Elles menacent le rugby comme jamais : les commotions cérébrales, malgré les mesures de protection prises récemment pour limiter leurs conséquences, remettent en question les fondamentaux de ce sport de contact, en deuil après le décès d'un jeune joueur d'Aurillac vendredi soir.
Qu'est-ce qu'une commotion cérébrale?
Une commotion cérébrale est un traumatisme crânien engendrant un dysfonctionnement temporaire du cerveau. Si le KO est le symptôme le plus évident (le joueur a les yeux fermés et ne répond plus), il n'est pas le seul : changement de comportement évident, convulsions, étourdissements, perte de concentration et de mémoire, confusion, maux de tête, vision floue, nausées sont autant de signaux sur lesquels les médecins peuvent se baser pour établir leur diagnostic.

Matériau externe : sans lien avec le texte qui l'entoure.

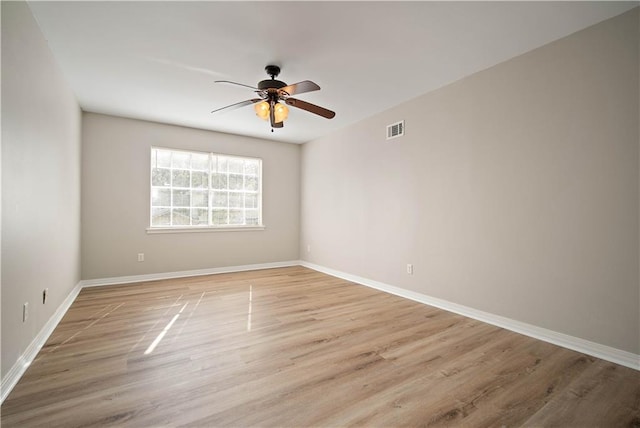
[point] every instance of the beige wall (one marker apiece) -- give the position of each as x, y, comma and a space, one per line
40, 182
115, 201
514, 191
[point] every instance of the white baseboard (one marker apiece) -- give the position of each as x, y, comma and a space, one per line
25, 360
184, 273
597, 350
604, 352
27, 357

Ce genre de chocs peut avoir des conséquences graves sur le fonctionnement du cerveau, même si des désaccords persistent dans le monde scientifique sur leur impact réel.
Quels sont les mesures de protection mises en place dans le rugby?
Un protocole commotion a été institué en 2012 pour permettre au corps médical d'examiner chaque joueur susceptible d'avoir subi une commotion cérébrale pendant les rencontres. Trois questionnaires baptisés HIA (Head Injury Assessment) et comprenant notamment des tests de mémoire et d'équilibre sont prévus. Dans l'immédiat, «HIA 1», réalisé au bord du terrain, doit permettre d'autoriser ou d'interdire le retour du joueur dans le match. Dans les trois heures qui suivent, «HIA 2» permet au médecin de réévaluer l'examen neurologique mais la gravité de la commotion ne peut être établie qu'après 48h, et deux nuits de repos, avec «HIA 3».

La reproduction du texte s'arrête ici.